(Samuel Magal, courtesy of the Israel Antiquities Authority)
Galilee vessels

The Land of Israel constantly reveals hidden treasures, testifying to its rich history and the Jewish people’s deep and long-lasting ties to the land.

A rare workshop for producing chalkstone vessels, dating to the end of the Second Temple era and the Roman period, was recently discovered at Reina, in the Lower Galilee.

The digs center on a small cave in which archaeologists have found thousands of chalkstone cores and other types of production waste, including fragments of stone mugs and bowls in various stages of production.

Like many other archeological finds in Israel, the ancient site was chanced upon during the course of construction work at a municipal sports center conducted by the Reina local council.

This is the fourth workshop of its kind ever to have been uncovered in Israel, with an additional workshop  currently being excavated just one kilometer from the site. The previous two sites were uncovered decades ago in the Jerusalem area.

Dr. Yonatan Adler, senior lecturer at Ariel University and director of the excavations on behalf of the Israel Antiquities Authority (IAA), explained, “In ancient times, most tableware, cooking pots and storage jars were made of pottery. In the first century of the Common Era, however, Jews throughout Judea and Galilee also used tableware and storage vessels made of soft local chalkstone”.

The change in the choice of material seems to have been religious. As Adler explains, “According to ancient Jewish ritual law, vessels made of pottery are easily made impure and must be broken. Stone, on the other hand, is material which can never become ritually impure, and as a result ancient Jews began to produce some of their everyday tableware from stone. Although chalkstone vessels are well-known at many Jewish sites throughout the country, it is extremely unusual to uncover a site where such vessels where actually produced.”

Scrupulous Regarding Purity Laws

“Our excavations are highlighting the pivotal role of ritual purity observance not only in Jerusalem but in far-off Galilee as well,” Adler added.

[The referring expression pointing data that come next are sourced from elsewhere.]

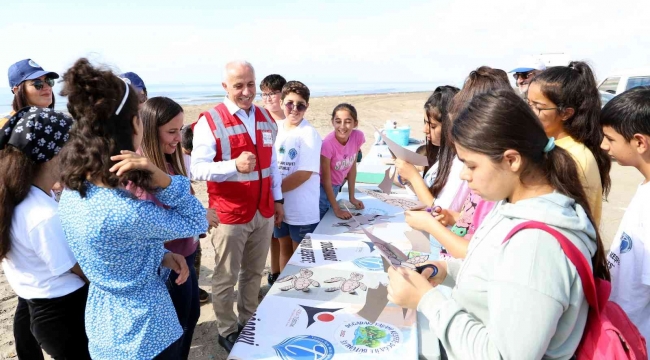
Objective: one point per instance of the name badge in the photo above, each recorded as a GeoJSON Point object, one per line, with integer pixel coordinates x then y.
{"type": "Point", "coordinates": [267, 138]}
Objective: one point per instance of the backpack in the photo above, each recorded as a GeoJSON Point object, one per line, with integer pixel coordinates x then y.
{"type": "Point", "coordinates": [609, 333]}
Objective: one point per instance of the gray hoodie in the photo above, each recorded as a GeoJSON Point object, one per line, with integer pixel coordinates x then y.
{"type": "Point", "coordinates": [521, 300]}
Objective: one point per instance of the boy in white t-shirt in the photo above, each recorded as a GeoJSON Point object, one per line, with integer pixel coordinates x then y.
{"type": "Point", "coordinates": [298, 147]}
{"type": "Point", "coordinates": [626, 124]}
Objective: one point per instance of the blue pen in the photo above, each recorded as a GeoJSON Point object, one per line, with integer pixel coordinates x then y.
{"type": "Point", "coordinates": [421, 268]}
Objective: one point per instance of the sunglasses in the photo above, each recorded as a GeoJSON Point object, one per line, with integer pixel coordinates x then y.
{"type": "Point", "coordinates": [524, 76]}
{"type": "Point", "coordinates": [290, 106]}
{"type": "Point", "coordinates": [268, 95]}
{"type": "Point", "coordinates": [38, 83]}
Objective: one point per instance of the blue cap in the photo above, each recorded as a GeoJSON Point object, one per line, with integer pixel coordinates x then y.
{"type": "Point", "coordinates": [27, 70]}
{"type": "Point", "coordinates": [133, 79]}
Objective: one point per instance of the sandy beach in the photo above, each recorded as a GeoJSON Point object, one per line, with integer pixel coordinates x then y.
{"type": "Point", "coordinates": [406, 109]}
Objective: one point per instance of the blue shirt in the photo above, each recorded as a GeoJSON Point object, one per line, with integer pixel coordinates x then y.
{"type": "Point", "coordinates": [118, 241]}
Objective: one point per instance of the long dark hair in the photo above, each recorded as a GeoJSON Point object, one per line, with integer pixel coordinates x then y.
{"type": "Point", "coordinates": [500, 120]}
{"type": "Point", "coordinates": [94, 95]}
{"type": "Point", "coordinates": [20, 97]}
{"type": "Point", "coordinates": [574, 86]}
{"type": "Point", "coordinates": [155, 113]}
{"type": "Point", "coordinates": [479, 81]}
{"type": "Point", "coordinates": [436, 108]}
{"type": "Point", "coordinates": [18, 172]}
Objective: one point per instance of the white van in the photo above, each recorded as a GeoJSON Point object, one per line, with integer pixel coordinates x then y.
{"type": "Point", "coordinates": [616, 84]}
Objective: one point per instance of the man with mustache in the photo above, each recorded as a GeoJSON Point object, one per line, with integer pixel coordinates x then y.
{"type": "Point", "coordinates": [526, 72]}
{"type": "Point", "coordinates": [233, 151]}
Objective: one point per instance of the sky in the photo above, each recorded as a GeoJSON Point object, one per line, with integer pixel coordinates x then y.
{"type": "Point", "coordinates": [328, 41]}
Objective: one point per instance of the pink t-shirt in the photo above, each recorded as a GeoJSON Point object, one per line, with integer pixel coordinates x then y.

The excavations have revealed an artificially hewn cave from which ancient workers quarried the raw material for the chalkstone vessels. Ancient chisel marks cover the walls, ceiling and floor of the cave. Inside the cave and on the ground nearby are strewn thousands of stone cores, the ancient industrial waste from stone mugs and bowls produced on a lathe. Hundreds of unfinished vessels were also found, apparently damaged during the production process and discarded on site.

According to Adler, “The production waste indicates that this workshop produced mainly handled mugs and bowls of various sizes. The finished products were marketed throughout the region here in Galilee, and our finds provide striking evidence that Jews here were scrupulous regarding the purity laws. The observance of these purity laws was widespread not only in Jerusalem, but also throughout Judea as well as Galilee at least until the Bar Kokhba rebellion, which ended in 135 CE. The current excavations will hopefully help us answer the question of how long these laws continued to be observed among the Jews of Galilee during the course of the Roman period.”

Yardenna Alexandre, an archaeologist at the IAA who specializes in the study of Roman Era Galilee added that throughout the years, archeologists have discovered fragments of these kinds of stone vessels alongside pottery in excavations of houses in both rural and urban Jewish sites from the Roman period, in places such as Kafr Kanna, Sepphoris and Nazareth.

“Now, for the first time, we have an unprecedented opportunity to investigate a site where these vessels were actually produced in Galilee,” she said.

The fact that Jews at this time used stone vessels for religious reasons is well attested in Talmudic sources.